I disabled schedules as it kept interrupting traffic a lot more with that above message (pf being reloaded) popping up on a regular basis, trying to minimize the moving pieces to help with troubleshooting.

I use a remote LibreNMS instance that can reach private IP addresses behind that OPNsense instance over WG tunnel that is experiencing packet loss. It is just a bit difficult to correlate that kind of packet loss to the behaviour I observe on OPNsense that looks like something is going on in the way OPNsense 'reacts' to WG tunnels. I cannot say they are going down since I don't believe we can say they are stateful tunnels - I might be wrong here, if they are, well they I can only see the handshake.

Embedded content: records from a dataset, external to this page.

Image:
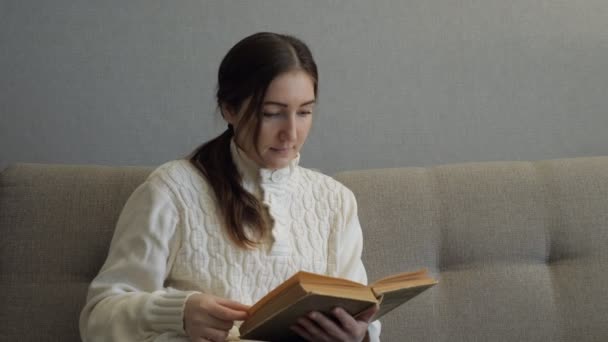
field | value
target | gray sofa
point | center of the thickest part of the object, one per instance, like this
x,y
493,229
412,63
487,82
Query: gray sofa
x,y
520,248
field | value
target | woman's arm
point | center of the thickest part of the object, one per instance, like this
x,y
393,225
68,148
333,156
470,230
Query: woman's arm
x,y
127,300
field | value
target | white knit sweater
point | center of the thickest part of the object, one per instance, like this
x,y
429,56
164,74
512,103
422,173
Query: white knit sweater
x,y
169,242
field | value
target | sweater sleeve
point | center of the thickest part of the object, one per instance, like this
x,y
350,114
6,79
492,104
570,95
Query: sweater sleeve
x,y
127,300
349,248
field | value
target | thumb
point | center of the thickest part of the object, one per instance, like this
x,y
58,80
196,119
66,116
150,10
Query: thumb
x,y
368,314
233,305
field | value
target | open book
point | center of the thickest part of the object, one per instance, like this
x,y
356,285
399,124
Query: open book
x,y
270,318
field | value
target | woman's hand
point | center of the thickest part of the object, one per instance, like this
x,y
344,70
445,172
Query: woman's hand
x,y
344,328
209,319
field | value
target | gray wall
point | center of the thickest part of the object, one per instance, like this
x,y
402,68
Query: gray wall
x,y
403,83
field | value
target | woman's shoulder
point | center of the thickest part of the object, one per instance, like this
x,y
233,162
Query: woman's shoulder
x,y
315,179
177,173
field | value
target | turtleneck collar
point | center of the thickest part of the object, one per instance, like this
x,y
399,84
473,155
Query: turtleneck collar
x,y
251,172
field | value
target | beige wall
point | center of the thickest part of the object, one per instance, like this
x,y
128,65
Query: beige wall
x,y
403,83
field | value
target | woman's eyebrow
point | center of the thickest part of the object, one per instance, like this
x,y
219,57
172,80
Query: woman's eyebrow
x,y
285,104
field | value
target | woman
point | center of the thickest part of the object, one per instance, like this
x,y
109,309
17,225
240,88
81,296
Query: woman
x,y
202,239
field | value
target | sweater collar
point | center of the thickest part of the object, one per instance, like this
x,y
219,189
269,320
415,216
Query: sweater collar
x,y
251,172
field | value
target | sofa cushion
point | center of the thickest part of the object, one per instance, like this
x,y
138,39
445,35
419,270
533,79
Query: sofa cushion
x,y
57,222
520,248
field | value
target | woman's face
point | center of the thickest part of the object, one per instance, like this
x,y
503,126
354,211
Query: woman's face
x,y
285,121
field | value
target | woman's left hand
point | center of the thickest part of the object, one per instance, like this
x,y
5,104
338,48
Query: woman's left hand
x,y
344,328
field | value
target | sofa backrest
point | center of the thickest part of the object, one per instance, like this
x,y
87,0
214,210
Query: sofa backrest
x,y
56,223
520,248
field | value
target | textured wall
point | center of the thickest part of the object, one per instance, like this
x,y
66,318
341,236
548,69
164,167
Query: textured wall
x,y
403,83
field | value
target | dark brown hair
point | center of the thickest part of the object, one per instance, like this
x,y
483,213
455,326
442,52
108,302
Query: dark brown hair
x,y
245,73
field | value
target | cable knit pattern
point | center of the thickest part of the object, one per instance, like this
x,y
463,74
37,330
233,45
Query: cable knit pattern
x,y
314,228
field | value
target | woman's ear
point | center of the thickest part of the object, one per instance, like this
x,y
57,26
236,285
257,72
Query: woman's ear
x,y
230,115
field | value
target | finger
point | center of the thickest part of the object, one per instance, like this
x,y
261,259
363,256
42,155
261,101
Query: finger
x,y
301,332
329,326
214,322
228,314
214,335
233,305
311,329
346,320
368,314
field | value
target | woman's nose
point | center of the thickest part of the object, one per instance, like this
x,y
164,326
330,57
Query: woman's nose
x,y
289,129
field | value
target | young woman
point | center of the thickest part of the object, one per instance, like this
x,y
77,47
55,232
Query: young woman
x,y
203,238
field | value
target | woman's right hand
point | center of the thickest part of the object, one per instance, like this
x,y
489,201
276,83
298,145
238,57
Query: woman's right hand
x,y
209,318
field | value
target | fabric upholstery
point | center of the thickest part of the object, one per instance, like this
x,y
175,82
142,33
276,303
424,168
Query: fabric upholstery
x,y
520,248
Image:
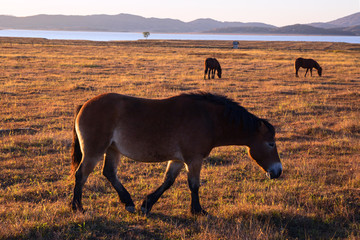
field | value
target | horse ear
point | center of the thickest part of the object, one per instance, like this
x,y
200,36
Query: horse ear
x,y
263,128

On the WG tunnels, I have a keepalive of 2, that I reduced to 1 just to see if that would make a difference.

I have added a few RRD graphs showing the impact of the connectivity loss as LibreNMS cannot query SNMP due to the severe connectivity issue through WG. In order to rule out LibreNMS, I can confirm the same instance can reach others destinations on the internet with zero gap, zero loss. I am definitely aware that packet loss is not good and should be addressed, it is just the exponential effect on WG that is surprising to me and a bit hard to understand given the limited experience I have at troubleshooting WG and the behaviour of the Go implementation on OPNsense. I don't think it is a problem as such, it is more about how to make it more evident.

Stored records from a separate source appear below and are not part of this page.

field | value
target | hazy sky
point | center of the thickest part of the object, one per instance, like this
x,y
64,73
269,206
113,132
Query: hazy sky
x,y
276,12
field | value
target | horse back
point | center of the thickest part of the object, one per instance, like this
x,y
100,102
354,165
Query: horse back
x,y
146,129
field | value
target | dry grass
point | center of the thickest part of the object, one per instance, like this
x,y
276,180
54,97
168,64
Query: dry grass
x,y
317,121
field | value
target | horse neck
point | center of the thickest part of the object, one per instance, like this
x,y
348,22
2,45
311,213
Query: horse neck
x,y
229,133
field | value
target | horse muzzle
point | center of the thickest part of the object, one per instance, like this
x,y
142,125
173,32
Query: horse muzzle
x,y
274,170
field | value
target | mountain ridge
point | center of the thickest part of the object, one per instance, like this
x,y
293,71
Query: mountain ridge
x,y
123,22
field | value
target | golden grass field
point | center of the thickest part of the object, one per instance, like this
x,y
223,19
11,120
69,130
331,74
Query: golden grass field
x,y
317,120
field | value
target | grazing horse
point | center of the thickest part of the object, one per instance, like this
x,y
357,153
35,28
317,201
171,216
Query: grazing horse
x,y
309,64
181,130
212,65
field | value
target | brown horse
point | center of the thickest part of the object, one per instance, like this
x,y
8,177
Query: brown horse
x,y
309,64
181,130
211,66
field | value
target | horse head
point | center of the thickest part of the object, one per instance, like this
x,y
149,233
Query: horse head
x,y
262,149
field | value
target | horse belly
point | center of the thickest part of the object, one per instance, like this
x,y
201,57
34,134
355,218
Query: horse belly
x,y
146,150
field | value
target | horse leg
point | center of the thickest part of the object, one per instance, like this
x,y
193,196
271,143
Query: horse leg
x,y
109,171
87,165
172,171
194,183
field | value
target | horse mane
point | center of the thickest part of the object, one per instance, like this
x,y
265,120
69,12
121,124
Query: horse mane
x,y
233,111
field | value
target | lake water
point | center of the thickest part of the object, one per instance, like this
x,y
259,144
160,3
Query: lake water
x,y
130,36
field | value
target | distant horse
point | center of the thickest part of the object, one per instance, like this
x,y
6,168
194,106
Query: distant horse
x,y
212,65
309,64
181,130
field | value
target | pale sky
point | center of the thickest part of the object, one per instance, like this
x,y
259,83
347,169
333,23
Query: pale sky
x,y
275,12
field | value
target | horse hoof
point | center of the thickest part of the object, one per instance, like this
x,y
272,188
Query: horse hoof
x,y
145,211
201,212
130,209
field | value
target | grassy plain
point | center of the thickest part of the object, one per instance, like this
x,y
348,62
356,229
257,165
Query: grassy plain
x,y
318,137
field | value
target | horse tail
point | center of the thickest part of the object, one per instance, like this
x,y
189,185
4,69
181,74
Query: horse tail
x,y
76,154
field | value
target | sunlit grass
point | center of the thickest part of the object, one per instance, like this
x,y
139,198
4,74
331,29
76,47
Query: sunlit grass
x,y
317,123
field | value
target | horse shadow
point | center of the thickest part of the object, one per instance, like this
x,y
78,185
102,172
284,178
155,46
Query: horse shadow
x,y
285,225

For reference see the attached graphs:

Normal no packet loss monitor report of memory utilization (no gap):
20210327-WG-troubleshooting-no-packetloss-2_result.jpg

How it has started:
20210327-WG-troubleshooting-packetloss-2_result.jpg

How it is going:
20210327-WG-troubleshooting-packetloss-1_result.jpg

Meanwhile packet loss towards major destination is minimal and, on a residential connection, the ISP is not really interested in doing much beyond modem/router restarts. It is a longer story, but they activated OFDMA on upstream channel last November which triggered a significant issue for many people. They disabled it during February and, apparently, they are now trying again. So, it will be a long battle, but I wanted to see if I could get a bit further along with traces from WG to confirm the effect of packet loss beyond running pings on top of WG tunnels. The real question is what happens in WG when I see the traffic stopping for such a long period of time while the underlying connectivity is experiencing not as big of a packet loss.

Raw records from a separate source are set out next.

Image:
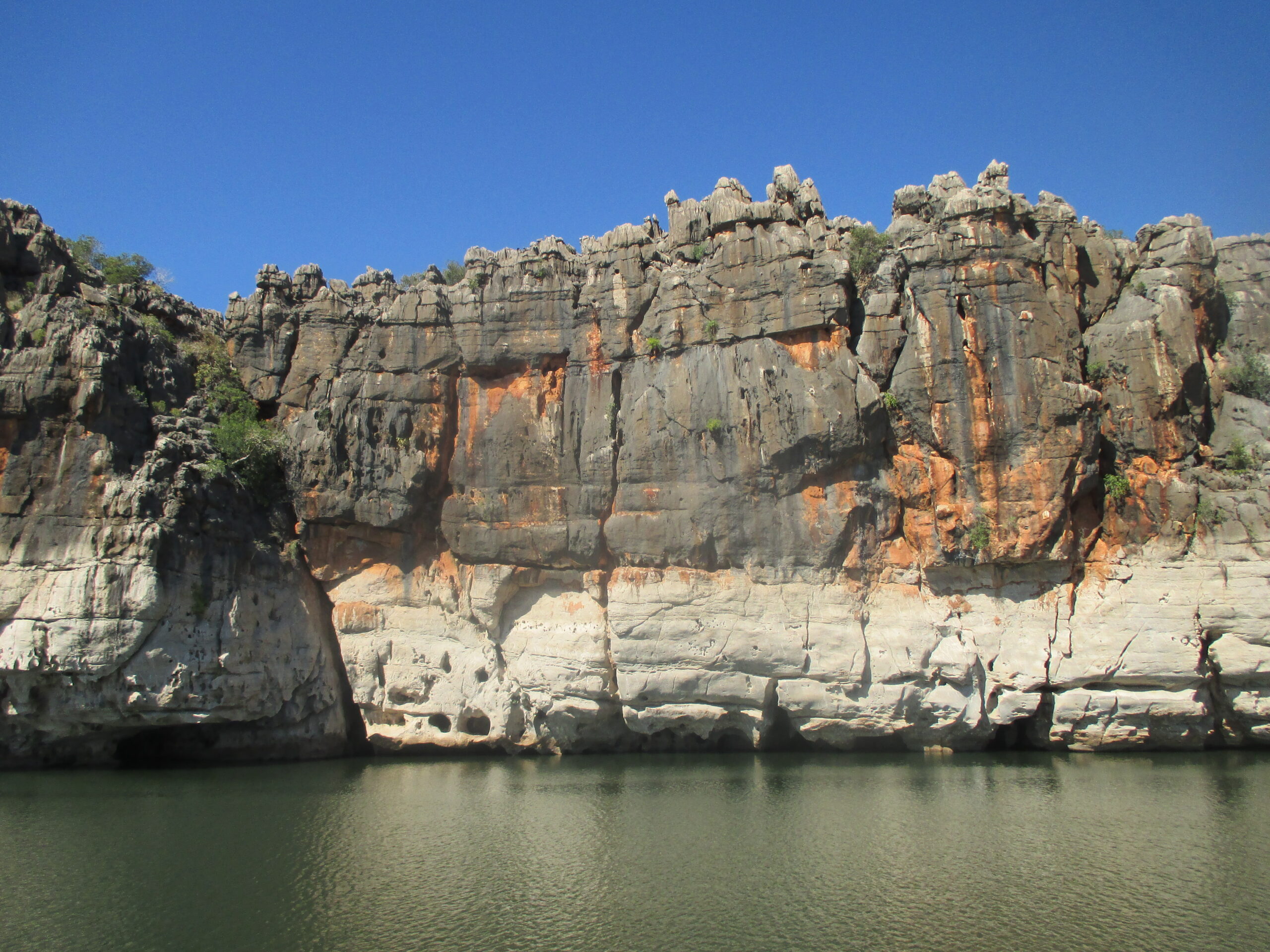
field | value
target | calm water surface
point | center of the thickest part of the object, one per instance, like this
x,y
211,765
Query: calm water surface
x,y
645,852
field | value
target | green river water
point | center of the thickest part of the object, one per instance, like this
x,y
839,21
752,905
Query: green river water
x,y
625,853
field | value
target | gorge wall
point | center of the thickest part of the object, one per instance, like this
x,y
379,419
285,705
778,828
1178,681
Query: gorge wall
x,y
699,488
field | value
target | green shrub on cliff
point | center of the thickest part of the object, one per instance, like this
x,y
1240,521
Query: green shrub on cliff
x,y
1249,375
1117,486
865,252
119,270
1239,457
248,447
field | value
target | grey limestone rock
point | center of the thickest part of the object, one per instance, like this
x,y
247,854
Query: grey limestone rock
x,y
708,486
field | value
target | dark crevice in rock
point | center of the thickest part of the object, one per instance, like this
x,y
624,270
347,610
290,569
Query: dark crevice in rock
x,y
356,739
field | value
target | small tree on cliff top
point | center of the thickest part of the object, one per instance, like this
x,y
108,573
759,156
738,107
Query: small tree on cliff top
x,y
119,270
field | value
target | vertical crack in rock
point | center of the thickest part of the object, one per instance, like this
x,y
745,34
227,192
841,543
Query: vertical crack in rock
x,y
356,743
803,463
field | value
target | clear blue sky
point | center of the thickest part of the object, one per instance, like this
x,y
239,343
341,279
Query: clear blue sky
x,y
214,137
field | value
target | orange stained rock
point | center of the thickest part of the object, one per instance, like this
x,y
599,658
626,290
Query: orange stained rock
x,y
352,617
812,348
899,554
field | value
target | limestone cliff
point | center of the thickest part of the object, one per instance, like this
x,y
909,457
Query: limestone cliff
x,y
694,488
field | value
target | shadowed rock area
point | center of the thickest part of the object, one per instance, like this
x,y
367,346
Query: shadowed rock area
x,y
722,485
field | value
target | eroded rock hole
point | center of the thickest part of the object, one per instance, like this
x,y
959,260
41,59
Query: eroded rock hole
x,y
443,724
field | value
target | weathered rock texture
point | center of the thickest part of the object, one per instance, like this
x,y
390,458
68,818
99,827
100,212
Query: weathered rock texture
x,y
686,489
140,613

For what I can verify myself, I have the widget to see the last handshake for each WG tunnel, I look at the log where I can see clearly when WG comes up or goes down (if I disable WG) but during what I have seen with connectivity being affected, there is nothing at all in the logs.

Any idea would be welcome to help me progress on understanding WG in OPNsense a bit better.